Allergic rhinitis, often referred to as hay fever, is an allergic reaction that occurs when the immune system overreacts to particles inhaled into the nose. It’s a common condition affecting a significant portion of the population.
Causes
- Environmental Allergens: Such as pollen from trees, grasses, and weeds, especially during specific seasons.
- Perennial Allergens: Such as dust mites, pet dander, cockroaches, and mold, which can cause year-round symptoms.
- Irritants: Tobacco smoke, pollution, and strong odors can exacerbate symptoms.
Diagnosis
- Clinical History: Includes onset, duration, and seasonality of symptoms, exposure to known allergens, and family history of allergies.
- Symptoms: Sneezing, nasal congestion, runny nose, itchy nose, and postnasal drip. Associated symptoms can include itchy, red, or watery eyes, and itchy throat or ears.
- Physical Examination: Examination of the nasal passages for swelling, pallor, or bluish discoloration of the nasal mucosa. Checking for signs of conjunctivitis or eczema, which can accompany allergic rhinitis.
- Allergy Testing: Skin prick tests or specific IgE blood tests to identify specific allergen sensitivities.
Differential Diagnosis
- Non-Allergic Rhinitis: Symptoms similar to allergic rhinitis but without an allergic trigger.

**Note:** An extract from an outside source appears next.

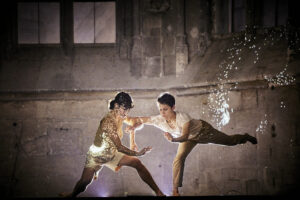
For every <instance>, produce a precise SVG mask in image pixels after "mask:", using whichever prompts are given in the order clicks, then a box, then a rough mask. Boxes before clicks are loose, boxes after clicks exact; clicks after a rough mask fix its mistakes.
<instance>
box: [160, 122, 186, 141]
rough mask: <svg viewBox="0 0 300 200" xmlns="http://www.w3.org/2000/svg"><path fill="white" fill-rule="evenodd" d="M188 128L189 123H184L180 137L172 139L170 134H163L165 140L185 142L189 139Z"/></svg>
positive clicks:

- Infectious Rhinitis (Common Cold): Typically presents with sore throat, fever, and malaise.
- Sinusitis: Inflammation of the sinuses, often with facial pain and purulent nasal discharge.
- Nasal Polyps: Can cause nasal obstruction, loss of smell, and chronic congestion.

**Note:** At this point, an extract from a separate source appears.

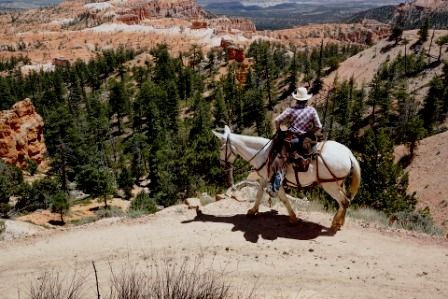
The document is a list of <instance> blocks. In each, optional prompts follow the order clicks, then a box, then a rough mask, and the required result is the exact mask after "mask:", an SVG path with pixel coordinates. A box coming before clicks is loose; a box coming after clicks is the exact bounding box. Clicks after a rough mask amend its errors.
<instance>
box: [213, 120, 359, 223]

- Medication-Induced Rhinitis: Especially due to prolonged use of topical nasal decongestants (Rhinitis medicimentosa)
Management
- Avoidance of Allergens: Key component where possible. For instance, using air purifiers for dust mites or keeping pets out of the bedroom.
- Pharmacotherapy:
- Nasal Saline Irrigation (Fess)
- Intranasal Corticosteroids: First-line treatment for moderate to severe symptoms.
- Fluticasone furoate (Avamys) i-ii BN OD (> 2 years)
- Mometasone (Nasonex) i-ii BN OD (> 3 years)
- Beclomethasone (Beconase) 1-ii BN BD (> 6 years)
- Budesonide (Rhinocort) i-ii BN BD (> 6 years)
- Antihistamines:
- Oral (easier)
- Loratidine 5-10mg oral OD
- Intranasal
- Azelastine (Azep) i BN BD (> 5 years)
- Azelastine+Fluticasone (Dymista) i BN BD
- Oral (easier)
- Decongestants: Short-term relief of nasal congestion but should be used cautiously:
- Oxymetazoline (Drixine) ii BN BD (> 6 years)
- If used for > 3 days rebound congestion (Rhinitis Medicamentosa)
- Mast Cell Stabilizers: Like Ipratropium can prevent the release of histamine and other chemicals.
- Ipratropium ii BN TDS PRN
- Leukotriene Receptor Antagonists: Such as montelukast, particularly in patients with concomitant asthma.
- Montelucast 5- 10mg oral OD
- Immunotherapy: Allergen immunotherapy can be considered for patients with persistent symptoms despite pharmacotherapy, usually administered under the guidance of an allergy specialist.
- Patient Education: On the nature of the condition, the role of allergen avoidance, and the proper use of medications.
Referral
- Referral to an Allergist: For patients with severe symptoms, those who wish to pursue allergen immunotherapy, or if there’s uncertainty in the diagnosis.
- Evaluation for Comorbid Conditions: Such as asthma, sinusitis, or nasal polyps, particularly if symptoms are refractory to standard treatment.
Conclusion
Allergic rhinitis is a common and often manageable condition with a combination of allergen avoidance strategies, pharmacotherapy, and patient education. Understanding the specific triggers through appropriate diagnostic evaluation is essential for targeted management. In cases of severe or refractory symptoms, referral to an allergy specialist can provide further treatment options like immunotherapy.